- Theatrical movie poster
- Directed by: Brillante Ma. Mendoza
- Written by: Brillante Mendoza; Patrick Bancarel; Boots Agbayani Pastor; Arlyn dela Cruz;
- Produced by: Didier Costet
- Starring: Isabelle Huppert
- Cinematography: Odyssey Flores
- Edited by: Yves Deschamps; Kats Serraon;
- Music by: Teresa Barrozo
- Production companies: Swift Entertainment Production; Centerstage Production;
- Distributed by: Star Cinema; (Philippines); Équation Distribution; (France);
- Release dates: February 12, 2012 (Berlin); June 9, 2012 (Mandaluyong); September 5, 2012 (Limited); September 19, 2012 (France); October 12, 2012 (BFI London Film Festival);
- Running time: 122 minutes
- Countries: France; Philippines; Germany; United Kingdom;
- Languages: Filipino; French; English;
- Budget: $1 million
- Box office: $2.2 million

= Captive (2012 film) =

2012 film

Captive is a 2012 action psychological drama-thriller war film directed by Brillante Mendoza and starring Isabelle Huppert. The film was screened in competition at the 62nd Berlin International Film Festival in February 2012.

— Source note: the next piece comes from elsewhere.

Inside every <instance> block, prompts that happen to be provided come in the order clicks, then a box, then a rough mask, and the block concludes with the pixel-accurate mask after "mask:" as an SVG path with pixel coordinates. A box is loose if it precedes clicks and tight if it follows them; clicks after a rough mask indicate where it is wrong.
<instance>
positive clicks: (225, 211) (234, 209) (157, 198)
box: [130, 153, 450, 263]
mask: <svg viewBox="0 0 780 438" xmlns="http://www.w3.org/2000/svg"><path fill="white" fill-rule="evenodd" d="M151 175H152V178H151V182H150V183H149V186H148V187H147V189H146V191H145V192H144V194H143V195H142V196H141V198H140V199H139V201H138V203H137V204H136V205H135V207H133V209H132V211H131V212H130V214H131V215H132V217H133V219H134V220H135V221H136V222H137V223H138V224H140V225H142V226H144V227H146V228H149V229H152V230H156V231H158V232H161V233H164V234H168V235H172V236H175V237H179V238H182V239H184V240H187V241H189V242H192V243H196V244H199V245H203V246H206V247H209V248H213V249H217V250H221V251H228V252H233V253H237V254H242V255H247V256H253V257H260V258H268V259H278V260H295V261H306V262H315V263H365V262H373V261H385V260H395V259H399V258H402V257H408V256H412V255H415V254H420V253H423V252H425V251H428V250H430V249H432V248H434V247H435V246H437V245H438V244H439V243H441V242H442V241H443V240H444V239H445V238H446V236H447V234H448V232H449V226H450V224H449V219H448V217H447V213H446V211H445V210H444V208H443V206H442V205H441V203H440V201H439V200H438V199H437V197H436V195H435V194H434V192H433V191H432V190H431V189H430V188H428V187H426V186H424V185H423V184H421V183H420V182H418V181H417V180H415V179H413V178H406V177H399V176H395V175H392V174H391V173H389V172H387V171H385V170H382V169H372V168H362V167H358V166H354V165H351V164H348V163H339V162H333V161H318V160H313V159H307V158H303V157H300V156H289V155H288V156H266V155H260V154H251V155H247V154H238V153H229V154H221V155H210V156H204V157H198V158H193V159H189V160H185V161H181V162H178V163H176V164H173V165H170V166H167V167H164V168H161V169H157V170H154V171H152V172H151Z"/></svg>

The plot focuses on describing the tortuous life of the hostages of the Dos Palmas kidnappings, whose survivors were freed after a year in captivity.

==Plot==
At a beach resort in the Philippines, 20 guests are kidnapped by an Islamic separatist group fighting for the independence of Mindanao, with French social worker Therese Bourgoine among those taken to a jungle island. Over weeks and months, a strange bond grows between the kidnappers and hostages.

==Cast==
- Isabelle Huppert as Thérèse Bourgoine
- Marc Zanetta as John Bernstein
- Katherine Mulville as Sophie Bernstein
- Maria Isabel Lopez as Marianne Agudo Pineda
- Mercedes Cabral as Emma Policarpio
- Sid Lucero as Abu Mokhif
- Kristoffer King as Jairulle
- Ronnie Lazaro as Abu Azali
- Mon Confiado as Abu Omar
- Raymond Bagatsing as Abu Saiyed
- Angel Aquino as Olive Reyes
- Bernard Palanca as Santi Dizon
- Allan Paule as Fred Siazon
- Archie Adamos as Randy Bardone
- Jelyn Nataly Chong as Jessica Lim
- Nico Antonio as Arnulfo Reyes
- Coco Martin as Abusama
- Neil Ryan Sese as Molazem
- Rustica Carpio as Soledad
- Che Ramos as Joan Corpuz

==Production==
Coco Martin was supposed to have a lead role opposite the film's star Isabelle Huppert. Martin was supposed to play a Marine but had to drop out and settle for a cameo role due to conflicts with his taping schedule for the military fiction Minsan Lang Kita Iibigin.